Artık yeni bir sözleşmeye ihtiyacımız var:
Sadece maaş sözleşmesi değil,
Öğretmen-Toplum-Öğrenci arasında
bir vicdan sözleşmesi.
Bir ülkenin en büyük umudu, yetiştirdiği gençleridir.
Ama biz, yıllardır bu umudu yeşertmekte zorlanıyoruz.
Çocuklarımızı okullara emanet ediyoruz; onlara bilgi, beceri, ahlak, vizyon kazandırılsın diye…
Karşılığında ne istiyoruz?
Sadece iyi insan olmalarını, hayata hazır bireyler olarak yetişmelerini…
Ama verilenle istenen arasında derin bir uçurum var.
Eğitimi veren taraf mutlu değil!
Öğretmen, yıllarını adadığı mesleğinde tükenmiş hissediyor.
Çünkü başarı, fedakârlık, çaba… artık evrakla, puanla, kâğıt üzerinde ölçülüyor.
Eğitimi alan taraf da mutlu değil!
Öğrenci, bilgiyi merakla aramıyor artık; ezberle sınav geçmeye çalışıyor.
Sorgulamayı, üretmeyi, denemeyi değil; “sistemi geçmeyi” öğreniyor.
Arada ise kimse yok… Ne gerçekten ölçen ne gerçekten denetleyen…
Kaç öğretmen müfredatı tamamlamış, kaç öğrenci konuyu anlamış, kaç aile memnun… Bilen yok, soran yok.
Bugünlerde öğretmenlerimiz haklı olarak maaşlarında artış istiyor.
Geçim derdi, mesleğin saygınlığını gölgeledi; alın teri karşılıksız kalmamalı.
Evet, öğretmen emeğinin karşılığını almalı. Çünkü eğitim, ucuz emekle sürdürülemez.
Ama unutmamamız gereken bir gerçek var:
Hak aramak, aynı zamanda sorumluluk taşımaktır.
Zam talep eden öğretmen,
“Ben bu maaşla daha iyi ders vereceğim, daha çok üreteceğim, öğrencime en iyisini sunacağım” diyebilmeli.

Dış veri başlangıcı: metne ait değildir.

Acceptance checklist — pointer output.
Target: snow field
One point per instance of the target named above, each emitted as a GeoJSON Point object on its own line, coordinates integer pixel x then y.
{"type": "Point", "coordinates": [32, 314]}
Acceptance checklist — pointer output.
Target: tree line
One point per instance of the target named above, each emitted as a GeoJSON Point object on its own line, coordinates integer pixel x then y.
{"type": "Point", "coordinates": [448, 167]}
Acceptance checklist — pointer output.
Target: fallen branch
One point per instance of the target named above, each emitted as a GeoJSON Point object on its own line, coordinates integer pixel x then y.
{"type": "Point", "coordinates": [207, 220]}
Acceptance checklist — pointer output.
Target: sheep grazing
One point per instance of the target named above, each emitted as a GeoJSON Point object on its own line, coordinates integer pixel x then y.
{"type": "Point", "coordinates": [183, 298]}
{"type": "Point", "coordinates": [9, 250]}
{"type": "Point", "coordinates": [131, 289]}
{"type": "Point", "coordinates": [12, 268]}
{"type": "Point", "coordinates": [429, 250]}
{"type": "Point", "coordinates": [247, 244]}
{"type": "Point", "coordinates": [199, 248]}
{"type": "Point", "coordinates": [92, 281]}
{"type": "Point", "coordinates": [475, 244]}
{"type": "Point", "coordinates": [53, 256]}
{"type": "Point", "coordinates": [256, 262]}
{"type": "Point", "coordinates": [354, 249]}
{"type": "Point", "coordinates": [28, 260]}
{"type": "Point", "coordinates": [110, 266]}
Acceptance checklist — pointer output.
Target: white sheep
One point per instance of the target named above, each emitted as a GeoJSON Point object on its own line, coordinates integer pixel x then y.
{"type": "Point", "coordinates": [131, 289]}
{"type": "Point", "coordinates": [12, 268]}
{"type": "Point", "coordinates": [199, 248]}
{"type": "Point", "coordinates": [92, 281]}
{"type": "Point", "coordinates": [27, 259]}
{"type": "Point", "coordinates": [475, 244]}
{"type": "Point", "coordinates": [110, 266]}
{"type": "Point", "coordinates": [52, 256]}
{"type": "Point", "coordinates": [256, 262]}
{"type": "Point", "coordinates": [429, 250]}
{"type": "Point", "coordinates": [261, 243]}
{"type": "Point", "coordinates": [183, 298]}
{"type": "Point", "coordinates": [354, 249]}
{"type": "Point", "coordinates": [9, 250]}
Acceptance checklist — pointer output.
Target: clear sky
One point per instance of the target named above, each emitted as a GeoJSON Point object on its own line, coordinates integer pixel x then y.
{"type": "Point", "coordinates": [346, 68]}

Çünkü bir öğretmenin istediği zam kadar, öğrencisinin aldığı eğitimin niteliğini de düşünmesi gerekir.
Toplum, sadece alan değil, veren tarafı da ölçmeli.
Fedakârlık edenle etmeyen aynı kefeye konmamalı.
Artık yeni bir sözleşmeye ihtiyacımız var:
Sadece maaş sözleşmesi değil,
Öğretmen-Toplum-Öğrenci arasında bir vicdan sözleşmesi.
Bir taraf emeğinin karşılığını alsın, diğer taraf da aldığı eğitimin karşılığını görsün.
Öğretmen değer bulsun, öğrenci değer kazansın, ülke geleceğini kazansın.
Çünkü eğitim, ülkenin yarınıdır.
Ve biz yarınımızı her geçen yıl biraz daha yitiriyoruz.
Artık sormanın vakti geldi:
“Biz çocuklarımıza ne verdik ki, geleceğimizden ne bekliyoruz?”